The very first sentence of that link would include this under "ransomware"
> Ransomware is a type of malware from cryptovirology that threatens to publish the victim's data or perpetually block access to it unless a ransom is paid.
Against whom? Where is the profit mechanism? Are the hackers really prepared to track down every patient and try to blackmail them? It’s like the emails you get some times from hackers that have an old password of yours and threaten to release that video of you pleasuring yourself. Seriously?
Are these photos really of interest to anyone? I think for most people you can tell if they’ve had work done. I guess the elephant in the room is breast augmentation, but I think it’s pretty easy to tell the difference between natural and bolt-on.
But is it enough that the company should worry?

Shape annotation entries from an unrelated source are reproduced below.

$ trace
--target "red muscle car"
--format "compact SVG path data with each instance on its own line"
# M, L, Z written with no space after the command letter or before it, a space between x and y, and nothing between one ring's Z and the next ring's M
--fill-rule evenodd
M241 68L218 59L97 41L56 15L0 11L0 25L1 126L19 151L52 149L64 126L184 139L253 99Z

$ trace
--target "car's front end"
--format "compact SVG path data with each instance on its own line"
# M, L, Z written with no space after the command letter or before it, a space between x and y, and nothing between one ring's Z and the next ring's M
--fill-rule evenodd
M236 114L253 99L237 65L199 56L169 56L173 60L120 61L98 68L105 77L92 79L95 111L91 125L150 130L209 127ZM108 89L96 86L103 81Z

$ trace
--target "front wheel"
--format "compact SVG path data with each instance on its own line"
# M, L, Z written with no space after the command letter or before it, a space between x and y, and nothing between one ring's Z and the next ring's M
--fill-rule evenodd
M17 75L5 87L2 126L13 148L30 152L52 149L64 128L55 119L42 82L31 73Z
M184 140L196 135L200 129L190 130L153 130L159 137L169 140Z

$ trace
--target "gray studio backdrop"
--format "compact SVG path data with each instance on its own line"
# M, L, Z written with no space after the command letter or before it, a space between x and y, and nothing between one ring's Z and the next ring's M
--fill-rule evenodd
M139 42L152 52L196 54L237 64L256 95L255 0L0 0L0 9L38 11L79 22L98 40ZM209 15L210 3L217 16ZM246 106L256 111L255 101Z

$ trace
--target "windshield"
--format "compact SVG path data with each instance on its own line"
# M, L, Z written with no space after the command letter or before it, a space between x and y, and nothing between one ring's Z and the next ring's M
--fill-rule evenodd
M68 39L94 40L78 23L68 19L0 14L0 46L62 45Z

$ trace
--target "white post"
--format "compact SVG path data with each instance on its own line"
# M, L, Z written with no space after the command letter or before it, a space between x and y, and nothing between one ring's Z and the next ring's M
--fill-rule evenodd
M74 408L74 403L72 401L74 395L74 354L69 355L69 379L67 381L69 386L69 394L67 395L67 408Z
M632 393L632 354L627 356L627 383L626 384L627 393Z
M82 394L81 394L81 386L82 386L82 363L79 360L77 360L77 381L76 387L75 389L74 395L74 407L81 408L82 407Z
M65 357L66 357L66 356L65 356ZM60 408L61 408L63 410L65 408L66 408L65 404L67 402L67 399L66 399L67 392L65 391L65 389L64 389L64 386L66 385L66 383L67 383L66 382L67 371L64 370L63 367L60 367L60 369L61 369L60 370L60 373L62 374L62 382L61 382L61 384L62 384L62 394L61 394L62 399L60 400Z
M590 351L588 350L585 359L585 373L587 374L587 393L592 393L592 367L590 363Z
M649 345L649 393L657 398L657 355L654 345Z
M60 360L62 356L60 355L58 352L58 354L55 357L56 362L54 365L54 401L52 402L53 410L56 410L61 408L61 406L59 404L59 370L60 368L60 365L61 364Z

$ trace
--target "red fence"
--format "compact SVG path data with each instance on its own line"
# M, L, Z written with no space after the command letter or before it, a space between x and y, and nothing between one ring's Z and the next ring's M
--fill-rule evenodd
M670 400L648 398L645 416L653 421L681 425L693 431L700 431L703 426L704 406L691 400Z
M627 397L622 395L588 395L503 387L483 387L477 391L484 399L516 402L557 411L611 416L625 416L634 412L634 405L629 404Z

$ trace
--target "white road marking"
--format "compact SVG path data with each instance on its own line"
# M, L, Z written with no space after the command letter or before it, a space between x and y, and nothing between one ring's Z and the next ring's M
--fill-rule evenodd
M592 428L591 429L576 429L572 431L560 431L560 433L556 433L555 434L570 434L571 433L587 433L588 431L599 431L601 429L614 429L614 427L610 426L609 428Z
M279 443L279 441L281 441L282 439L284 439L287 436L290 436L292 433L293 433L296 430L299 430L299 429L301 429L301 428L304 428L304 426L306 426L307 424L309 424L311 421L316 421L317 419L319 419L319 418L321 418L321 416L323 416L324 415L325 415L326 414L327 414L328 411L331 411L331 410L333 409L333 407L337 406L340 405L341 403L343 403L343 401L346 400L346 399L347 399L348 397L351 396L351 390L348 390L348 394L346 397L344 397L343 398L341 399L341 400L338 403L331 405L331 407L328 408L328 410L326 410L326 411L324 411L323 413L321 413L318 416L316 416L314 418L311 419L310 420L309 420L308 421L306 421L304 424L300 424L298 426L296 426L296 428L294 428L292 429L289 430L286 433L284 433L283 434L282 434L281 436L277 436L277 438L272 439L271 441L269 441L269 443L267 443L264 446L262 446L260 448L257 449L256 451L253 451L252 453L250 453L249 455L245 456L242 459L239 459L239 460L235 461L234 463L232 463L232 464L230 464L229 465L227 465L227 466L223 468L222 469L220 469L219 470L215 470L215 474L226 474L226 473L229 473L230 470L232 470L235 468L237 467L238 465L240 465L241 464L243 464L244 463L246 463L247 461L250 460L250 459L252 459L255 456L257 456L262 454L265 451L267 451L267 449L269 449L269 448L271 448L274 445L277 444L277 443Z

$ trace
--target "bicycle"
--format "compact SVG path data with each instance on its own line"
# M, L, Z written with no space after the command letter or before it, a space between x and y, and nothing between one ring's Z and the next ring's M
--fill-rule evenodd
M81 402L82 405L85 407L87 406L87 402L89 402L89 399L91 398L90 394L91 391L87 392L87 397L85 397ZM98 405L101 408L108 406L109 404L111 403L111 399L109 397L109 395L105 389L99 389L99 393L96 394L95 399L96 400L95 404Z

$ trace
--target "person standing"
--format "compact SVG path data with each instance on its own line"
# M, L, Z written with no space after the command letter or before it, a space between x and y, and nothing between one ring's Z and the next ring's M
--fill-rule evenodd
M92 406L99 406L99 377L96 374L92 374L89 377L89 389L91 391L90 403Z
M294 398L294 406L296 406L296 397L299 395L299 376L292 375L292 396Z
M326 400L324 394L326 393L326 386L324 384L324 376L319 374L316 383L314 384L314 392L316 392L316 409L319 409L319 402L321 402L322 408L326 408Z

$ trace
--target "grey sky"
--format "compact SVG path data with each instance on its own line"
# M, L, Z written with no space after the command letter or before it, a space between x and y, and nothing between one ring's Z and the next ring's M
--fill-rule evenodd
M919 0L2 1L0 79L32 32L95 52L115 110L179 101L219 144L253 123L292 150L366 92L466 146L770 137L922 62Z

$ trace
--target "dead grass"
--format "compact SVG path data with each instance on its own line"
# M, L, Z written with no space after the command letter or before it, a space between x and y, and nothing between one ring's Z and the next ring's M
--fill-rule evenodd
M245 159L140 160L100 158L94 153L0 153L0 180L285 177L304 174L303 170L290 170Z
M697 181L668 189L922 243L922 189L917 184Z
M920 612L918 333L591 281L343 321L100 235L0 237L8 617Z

It’s not the Fappening. I just think so what, it’s tragic and Blackeye on the company, but it’s like stealing something with no value.
Should the celebs worry? Probably not. Should the company worry? Yes, they’ll have a name for that surgeon who leaks your medical documents and doesn’t really care enough to pay to keep your privacy. There are other good surgeons out there, probably right next door. Customers will be more likely to choose someone else.
Pretty sure the company makes money by people going to get plastic surgery. I'm not going to buy from a company where my private pictures are leaked. Reputation is valuable. The pictures might not be valuable to you, but a lot of people pay for "leaked" celebrity photos, of which the company has a lot of.
This sort of thing just shouldn't even be a viable threat. The response should be "go ahead and publish it, who cares?"
If you heard tomorrow that there were a bunch of plastic surgery before and after photos online, would you even go look? What is the threat here - that people will search the data for people they know and...make fun of them? Really?
We need a lobbying group that will strong-arm lawmakers into crafting regulation so that our personal information will be treated with at least as much care as ephemeral credit card numbers.